His last partner would’ve said Wade was being haunted by the dead farmer lying there on the kitchen floor; like his ghost was groaning and moaning.
Wade shook his head, chuckling. Hell, all these old farmhouses across the Nebraska flatlands creak and groan. “Ain’t some silly damn ghost,” he said.
He glanced at his reflection in the night-blackened kitchen window. “Are you talkin’ to me?”
Classic De Niro.
Anyway, if there were ghosts, he’d have seen them by now; he’d snatched the life out of enough people during his forty-six years, surely they’d have bitched to him long before now.
Wade thumbed his lighter, a tiny orange flame appearing in the dark window pane—lit the butt and took a sustained drag; the searing in his chest reminded him of the scalding shame he’d felt after his first foster mother had caught him smoking. “Stupid little bastard, stealing my butts.” Smacked his six-year-old head—stars bursting—odor of cheap tequila and unwashed hair.
He’d had four more “moms” since then. Most okay, but that one had been a mean-spirited harpy.
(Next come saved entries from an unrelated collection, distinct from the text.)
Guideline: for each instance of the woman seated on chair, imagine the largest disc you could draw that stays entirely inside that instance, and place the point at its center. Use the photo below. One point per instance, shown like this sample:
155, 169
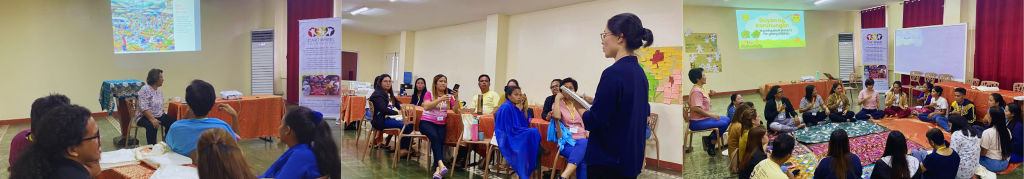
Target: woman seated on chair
517, 142
567, 123
812, 106
385, 107
311, 148
896, 101
840, 104
781, 117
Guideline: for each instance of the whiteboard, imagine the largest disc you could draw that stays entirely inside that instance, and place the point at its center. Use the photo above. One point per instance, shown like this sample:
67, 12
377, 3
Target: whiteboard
939, 49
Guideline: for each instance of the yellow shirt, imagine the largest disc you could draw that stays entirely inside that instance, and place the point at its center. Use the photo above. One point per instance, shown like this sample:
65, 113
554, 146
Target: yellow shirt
768, 170
491, 99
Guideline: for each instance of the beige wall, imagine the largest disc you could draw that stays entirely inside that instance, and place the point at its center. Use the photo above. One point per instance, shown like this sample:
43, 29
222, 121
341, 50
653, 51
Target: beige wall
64, 46
372, 54
456, 51
751, 69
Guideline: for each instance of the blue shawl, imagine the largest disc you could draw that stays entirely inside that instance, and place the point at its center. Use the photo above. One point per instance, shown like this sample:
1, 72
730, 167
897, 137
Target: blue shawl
516, 140
297, 162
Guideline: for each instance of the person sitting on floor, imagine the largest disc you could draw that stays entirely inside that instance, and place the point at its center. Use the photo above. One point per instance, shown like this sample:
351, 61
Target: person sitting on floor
966, 141
942, 163
781, 117
754, 153
995, 142
1016, 126
39, 107
218, 155
897, 104
311, 149
895, 163
812, 107
938, 107
184, 133
840, 163
781, 151
868, 100
839, 104
700, 116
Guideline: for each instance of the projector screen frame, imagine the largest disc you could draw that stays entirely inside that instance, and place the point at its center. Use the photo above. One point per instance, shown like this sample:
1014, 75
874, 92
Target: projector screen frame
965, 47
Course, smoking was bad for you … but then so was refusing Wade Calvert something, as the old farmer would’ve learned if he’d survived. You don’t refuse Wade entry, particularly when it’s threatening rain. A prison librarian and a few partners in crime had all learned a simple lesson: you don’t refuse Wade Calvert anything.
“Whatta you want, boy?” the old farmer had growled earlier, leathery face pinched into the dour look of a man who judged the world harshly.
Wade savored the smell of something hot and spicy bubbling on the stove, telling the old man, “A little hospitality, dude.”
The irascible farmer had hissed, “Get off my place or I’ll call the cops.” Started to swing the door closed, but Wade reared back, kicked the solid wood entry door into the old man’s head, dropping him like a sledgehammered steer onto the slaughterhouse killing floor.
And then he’d just stood very still, listening … a faint sound beyond the kitchen, then quiet. Except for the freshening wind.
The oozing blood at his feet reminded him of a meatpacking outfit in Omaha that he’d quit after just a couple hours, some burly butcher writhing on the floor, Wade’s boning knife jutting from the guy’s leg, a femoral artery spouting bright red blood like a festive fountain. The big dufus hadn’t liked being called a “clod-pated bovine” and had shoved Wade into the trimming table, the impact dumping hunks of meat onto the floor.
You don’t shove Wade.
You don’t refuse Wade.
You don’t …
… he glanced around the kitchen … he’d blanked out for a bit, this wasn’t an Omaha slaughterhouse. Wade stared at the blood pooling around the farmer’s head, glossy red against the pea-green linoleum.
The old man groaned and Wade blinked a few more times … why didn’t he ever feel sympathy or regret after assaulting someone?
He hopped over the body and playfully sniffed at steam rising off the pot on the stove. “What’s a cookin’?”
Course, he knew. The chili they served once a week in the slam smelled like that, the tub-a-guts cook claiming he spit in Wade’s bowl. “For added flavor, convict.”
A battered red coffee mug sat on the countertop. He examined it curiously, a chip out of the rim as white as a busted tooth. Wade ladled the bubbling red chili from pot to bowl using the battered mug. “Best be con carne,” he said, stepping over the blood and sitting at the table.
And then he spit in the bowl. For added flavor.
Miriam was huddled in an empty cow stall, her back against moldy wood planks, armfuls of fragrant hay pulled around her to keep in body heat. She had, thankfully, escaped through the summer kitchen at the house, sloshing through chill puddles in the lawn, arthritic knees screaming at her.
Shivering in the stall it was hard to ignore the itchiness and an overpowering urge to sneeze. A single question repeated in her brain: Where had he come from?